As John mentioned in the previous post, I ended up helping the Parliament’s Jenny Douglas realize a video project that materialized during the conference itself: an official message from the conference attendees (representatives of the world’s religions) to the leaders discussing climate change in Copenhagen. It was an interesting challenge to complete it on such a short timeframe (we basically just had part of one day, before we were getting on the plane back to the US). Here is the version of the video I was working on with Parliament Council Executive Director Rev. Dirk Ficca in the clip in John’s last post (below):



The Parliament staff is constantly having to find a balance in such a diverse interfaith organization in which everything is being accurately represented. They are stuck between the secular world, much of which is (rightly) suspicious of the ways religions have been cynically used to repress and oppress, and those in religious communities (particularly more extreme or fundamentalist) who are skeptical of different faiths trying to find points of commonality and collaboration. We saw a very literal illustration of this in-betweenness of the Parliament by interviewing the few protestors who showed up outside to decry the conference–a small group of Evangelical Christians and another of atheists.

So, as you can see in the behind-the-scenes footage in the previous post, Rev.
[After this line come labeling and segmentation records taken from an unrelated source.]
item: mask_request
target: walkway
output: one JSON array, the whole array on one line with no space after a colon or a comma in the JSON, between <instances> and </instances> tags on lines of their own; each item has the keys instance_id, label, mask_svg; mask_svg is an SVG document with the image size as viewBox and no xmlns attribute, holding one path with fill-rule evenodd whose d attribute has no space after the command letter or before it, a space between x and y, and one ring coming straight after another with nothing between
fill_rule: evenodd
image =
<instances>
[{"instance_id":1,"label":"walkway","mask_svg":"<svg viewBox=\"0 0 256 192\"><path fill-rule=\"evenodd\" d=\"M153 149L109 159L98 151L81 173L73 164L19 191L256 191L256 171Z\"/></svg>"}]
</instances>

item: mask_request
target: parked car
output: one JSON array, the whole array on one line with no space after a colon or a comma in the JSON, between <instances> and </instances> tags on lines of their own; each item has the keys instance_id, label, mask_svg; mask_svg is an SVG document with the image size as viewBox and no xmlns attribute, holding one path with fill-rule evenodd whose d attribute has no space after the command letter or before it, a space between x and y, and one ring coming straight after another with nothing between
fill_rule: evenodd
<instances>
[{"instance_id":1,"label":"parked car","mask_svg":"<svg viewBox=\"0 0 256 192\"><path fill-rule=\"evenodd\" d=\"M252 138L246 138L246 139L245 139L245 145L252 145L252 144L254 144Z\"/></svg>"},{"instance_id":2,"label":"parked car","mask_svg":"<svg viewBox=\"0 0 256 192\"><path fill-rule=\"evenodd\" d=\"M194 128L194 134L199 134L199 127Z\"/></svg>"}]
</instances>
Ficca struggles to make sure that the Parliament and the religions it includes are accurately represented: he suggests that the Bhuddist monk might go near the end, since his message is a little more universally understood to a potential predominantly secular audience of scientists and politicians at Copenhagen. The most important change he wanted made in the cut of the video above was to remove a “theologically problematic” statement by one of our spirited interview subjects: Rev. Ficca said it could cause trouble to include Sikh filmmaker Valarie Kaur’s assertion that “all religious faiths preach…oneness.” While I understood his concern (especially as the video was to “represent the views” of the Parliament itself), it was a shame to have to elide that small piece, because I couldn’t find a really elegant way to do that, so it breaks up the flow of her passionate speech somewhat:



You’ll also notice in this final version that a brief message from Dr. Stephen Perkins has been added near the end (right after Valarie Kaur). You can see Rev. Ficca introduce the video to Dr. Perkins at the end of the behind-the-scenes editing footage below. Upon watching the video, Dr. Perkins suggested that the message seemed a bit too wishful and needed to communicate the power that religious communities have — that they are ready to take action to help realize the political leaders’ goals, and that there will be consequences for the leaders if they do not accomplish what needs to be done at Copenhagen. The Parliament Council staffers suggested that Dr. Perkins himself would be a good person to deliver that particular sentiment, so we went out into the hall and shot him then and there.

It was definitely an enlightening experience to see the kind of decisions that Rev. Ficca decided had to make for political considerations rather than artistic ones, which was more the direction I was coming from. Seeing that on the ground made me have a little more empathy for the nation’s leaders gathering at Copenhagen, where this video was to be delivered to the media by Martin Frick, from the Global Humanitarian Forum. Those leaders are constantly having to manage perceptions, while speaking to so many different audiences at the same time — international, national, members of different political parties and different media outlets. Still, seems like right now they need to wake up and rise above all that to do the right thing.